How Private Credit Stress Could Hit US Stocks, Tech Markets
Private credit is not a closed system. What happens inside it flows out into public markets through multiple channels. Here is each one, with the data.
- Tech exposure: Tech debt made up 16.7% of global non-financial corporate bond issuance in 2025, up from 11.6% a year earlier. SaaS companies alone account for 20–25% of private credit deals. If tech borrowers start defaulting, the impact can show up in their bonds, credit ratings, listed peers and overall tech market sentiment.
- AI funding risk: The AI boom depends on massive data centre spending, and part of that spending is funded by debt. If private credit funding slows, AI infrastructure expansion can slow too.
- Chip stock impact: The most direct public-market exposure sits in AI semiconductors and data-centre hardware. Marvell, Nvidia, AMD, Broadcom, TSMC, Micron, are among the stocks investors may track. The risk is not that all of them are equally exposed, but that their earnings expectations are increasingly tied to uninterrupted AI infrastructure spending.
- Bank exposure: JPMorgan has disclosed $50B in private credit exposure, Wells Fargo $36.2B, and Citi $22B, taking the total to over $108B across just three banks. Banks make up around 13% of the S&P 500. If banks take losses on private credit exposure, it can pressure the broader index.
- Default risk: Morgan Stanley expects private credit defaults could reach 8%, while UBS says they could hit 13% in a severe scenario. Leveraged loan defaults peaked around 10–12% during the 2008 global financial crisis. So a 13% private credit default rate would be a major credit event.
- Market chain reaction: Private credit stress can lead to tighter lending, lower AI spending, weaker tech earnings expectations, pressure on bank stocks and broader market weakness.
- S&P 500 risk: Tech is over 30% of the S&P 500. A 25% correction in tech stocks could drag the index down by roughly 7–8 percentage points, even before wider market panic is counted.
What Should Investors Track in Private Credit & AI Debt?
Whether you hold individual US stocks, a Nasdaq ETF, S&P 500 ETF via INDmoney, private credit stress is something that you need to watch out for. Here are the specific indicators worth tracking.
- PIK loans: Check how many borrowers are paying interest by taking on more debt instead of paying cash. If this crosses 15%, it means stress is getting serious.
- BDC prices: Many listed BDCs are already trading 15–20% below the value they claim for their assets. If defaults rise, those values may fall further.
- Debt due in 2028: A lot of weak borrowers need to repay or renew debt soon. S&P Global says this debt will jump from $56.6B in 2026 to $215B in 2028.
- Default risk: If these companies cannot renew their debt, they may have to default or sell assets in a hurry.
Most importantly, watch AI infrastructure utilization. The entire thesis behind the data center lending wave depends on AI compute demand growing fast enough to fill what is being built.
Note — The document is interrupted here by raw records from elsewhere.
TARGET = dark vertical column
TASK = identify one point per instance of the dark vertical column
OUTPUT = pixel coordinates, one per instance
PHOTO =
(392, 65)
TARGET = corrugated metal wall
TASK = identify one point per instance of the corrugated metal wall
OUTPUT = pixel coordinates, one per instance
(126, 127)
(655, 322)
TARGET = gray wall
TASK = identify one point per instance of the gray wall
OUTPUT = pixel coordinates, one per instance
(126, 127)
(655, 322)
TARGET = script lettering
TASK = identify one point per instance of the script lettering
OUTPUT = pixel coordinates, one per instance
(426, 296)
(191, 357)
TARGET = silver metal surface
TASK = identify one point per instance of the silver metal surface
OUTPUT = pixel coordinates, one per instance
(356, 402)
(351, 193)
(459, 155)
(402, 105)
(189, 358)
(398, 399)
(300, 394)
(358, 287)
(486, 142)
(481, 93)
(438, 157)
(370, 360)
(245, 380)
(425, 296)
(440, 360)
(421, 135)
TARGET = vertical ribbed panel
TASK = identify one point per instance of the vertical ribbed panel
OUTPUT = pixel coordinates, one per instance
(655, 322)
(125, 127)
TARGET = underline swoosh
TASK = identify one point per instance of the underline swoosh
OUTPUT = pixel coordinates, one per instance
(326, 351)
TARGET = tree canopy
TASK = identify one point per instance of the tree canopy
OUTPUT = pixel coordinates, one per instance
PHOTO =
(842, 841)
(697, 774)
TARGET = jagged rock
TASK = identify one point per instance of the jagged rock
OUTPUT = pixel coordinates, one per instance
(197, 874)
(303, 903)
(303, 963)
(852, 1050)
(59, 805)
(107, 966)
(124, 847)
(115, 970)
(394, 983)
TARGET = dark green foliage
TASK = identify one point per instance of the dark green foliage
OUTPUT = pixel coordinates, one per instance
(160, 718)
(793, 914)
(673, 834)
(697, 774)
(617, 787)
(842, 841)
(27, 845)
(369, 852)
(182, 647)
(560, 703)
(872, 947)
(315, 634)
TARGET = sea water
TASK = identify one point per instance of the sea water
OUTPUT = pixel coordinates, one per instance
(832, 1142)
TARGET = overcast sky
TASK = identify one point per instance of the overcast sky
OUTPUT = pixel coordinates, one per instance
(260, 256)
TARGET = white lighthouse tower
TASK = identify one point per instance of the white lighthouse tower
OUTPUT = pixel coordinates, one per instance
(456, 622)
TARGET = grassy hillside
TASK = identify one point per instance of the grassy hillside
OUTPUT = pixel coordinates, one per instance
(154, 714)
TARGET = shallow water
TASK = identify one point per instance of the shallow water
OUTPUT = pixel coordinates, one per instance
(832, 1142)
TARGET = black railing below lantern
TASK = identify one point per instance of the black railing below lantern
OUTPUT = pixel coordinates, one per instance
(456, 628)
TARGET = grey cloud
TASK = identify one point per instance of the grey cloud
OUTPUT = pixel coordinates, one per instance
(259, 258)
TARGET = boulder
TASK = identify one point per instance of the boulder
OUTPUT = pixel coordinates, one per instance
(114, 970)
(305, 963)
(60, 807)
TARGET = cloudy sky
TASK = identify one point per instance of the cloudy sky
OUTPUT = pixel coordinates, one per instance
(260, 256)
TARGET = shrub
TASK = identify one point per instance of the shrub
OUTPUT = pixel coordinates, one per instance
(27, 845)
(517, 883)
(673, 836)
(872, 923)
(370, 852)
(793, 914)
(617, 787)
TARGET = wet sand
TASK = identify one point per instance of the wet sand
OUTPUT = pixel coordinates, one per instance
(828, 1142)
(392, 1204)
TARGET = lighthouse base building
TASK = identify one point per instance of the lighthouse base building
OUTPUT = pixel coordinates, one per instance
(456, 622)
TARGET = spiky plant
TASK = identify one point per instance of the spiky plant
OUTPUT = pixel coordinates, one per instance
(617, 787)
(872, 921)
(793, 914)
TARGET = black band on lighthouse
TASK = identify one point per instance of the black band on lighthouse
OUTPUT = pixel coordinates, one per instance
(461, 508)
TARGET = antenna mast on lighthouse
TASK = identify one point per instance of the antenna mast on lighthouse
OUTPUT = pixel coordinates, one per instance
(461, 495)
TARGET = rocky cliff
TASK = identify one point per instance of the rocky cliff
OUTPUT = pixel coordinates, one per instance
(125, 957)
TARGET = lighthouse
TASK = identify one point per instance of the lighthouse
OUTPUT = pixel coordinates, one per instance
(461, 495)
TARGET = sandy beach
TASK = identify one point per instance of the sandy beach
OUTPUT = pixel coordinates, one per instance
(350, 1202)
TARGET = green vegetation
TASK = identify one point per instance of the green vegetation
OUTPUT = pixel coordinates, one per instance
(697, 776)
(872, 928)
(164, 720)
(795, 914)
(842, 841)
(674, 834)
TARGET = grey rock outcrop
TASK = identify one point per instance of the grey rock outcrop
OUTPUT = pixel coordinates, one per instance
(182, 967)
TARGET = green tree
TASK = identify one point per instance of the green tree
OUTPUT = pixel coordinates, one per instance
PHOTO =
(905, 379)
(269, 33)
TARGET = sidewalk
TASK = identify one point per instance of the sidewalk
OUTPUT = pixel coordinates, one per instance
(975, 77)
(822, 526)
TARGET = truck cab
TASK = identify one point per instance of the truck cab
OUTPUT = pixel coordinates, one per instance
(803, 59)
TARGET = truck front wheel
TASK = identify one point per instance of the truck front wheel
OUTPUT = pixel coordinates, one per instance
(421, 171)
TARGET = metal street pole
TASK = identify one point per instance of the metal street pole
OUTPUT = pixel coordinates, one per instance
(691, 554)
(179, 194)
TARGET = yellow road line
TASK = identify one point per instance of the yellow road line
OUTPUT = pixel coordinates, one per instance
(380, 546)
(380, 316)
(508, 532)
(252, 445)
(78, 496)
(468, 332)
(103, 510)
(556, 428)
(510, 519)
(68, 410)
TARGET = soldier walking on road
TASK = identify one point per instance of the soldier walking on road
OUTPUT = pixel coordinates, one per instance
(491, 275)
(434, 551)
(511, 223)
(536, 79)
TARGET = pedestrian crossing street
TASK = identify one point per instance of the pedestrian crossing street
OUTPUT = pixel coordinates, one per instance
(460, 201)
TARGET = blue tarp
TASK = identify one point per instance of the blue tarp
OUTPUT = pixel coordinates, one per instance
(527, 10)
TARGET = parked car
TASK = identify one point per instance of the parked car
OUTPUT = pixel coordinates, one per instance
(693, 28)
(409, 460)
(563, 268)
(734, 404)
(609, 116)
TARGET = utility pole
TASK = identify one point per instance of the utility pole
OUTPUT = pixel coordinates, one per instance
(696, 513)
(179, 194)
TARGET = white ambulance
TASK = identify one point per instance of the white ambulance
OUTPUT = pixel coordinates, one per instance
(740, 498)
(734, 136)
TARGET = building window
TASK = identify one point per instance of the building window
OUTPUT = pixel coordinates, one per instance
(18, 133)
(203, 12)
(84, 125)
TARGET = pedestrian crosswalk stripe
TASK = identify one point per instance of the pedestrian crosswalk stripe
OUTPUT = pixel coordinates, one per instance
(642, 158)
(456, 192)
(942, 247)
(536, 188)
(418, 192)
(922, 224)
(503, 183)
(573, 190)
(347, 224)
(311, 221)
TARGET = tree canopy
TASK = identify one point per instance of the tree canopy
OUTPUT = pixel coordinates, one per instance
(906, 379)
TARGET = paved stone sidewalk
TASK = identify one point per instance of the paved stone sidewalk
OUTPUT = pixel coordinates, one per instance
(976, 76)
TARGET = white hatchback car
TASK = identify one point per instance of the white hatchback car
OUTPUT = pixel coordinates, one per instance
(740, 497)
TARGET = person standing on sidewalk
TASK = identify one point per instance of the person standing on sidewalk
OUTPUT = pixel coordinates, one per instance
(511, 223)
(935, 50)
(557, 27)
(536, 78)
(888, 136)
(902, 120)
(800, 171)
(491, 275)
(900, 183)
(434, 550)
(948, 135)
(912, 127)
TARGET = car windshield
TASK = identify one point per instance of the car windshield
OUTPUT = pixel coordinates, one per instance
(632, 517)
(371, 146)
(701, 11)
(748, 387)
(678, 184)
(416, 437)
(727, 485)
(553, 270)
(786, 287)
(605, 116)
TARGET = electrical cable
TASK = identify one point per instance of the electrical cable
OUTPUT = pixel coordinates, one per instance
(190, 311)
If hyperscalers start cutting their capex guidance, or inference demand falls short of capacity being installed, the economics of trillion-dollar infrastructure loans break down quickly.
The AI trade has been spectacular. The credit structure underneath it is being stress-tested for the first time. How that test ends will matter a lot for US tech markets, and by extension, for anyone with meaningful US equity exposure in their portfolio.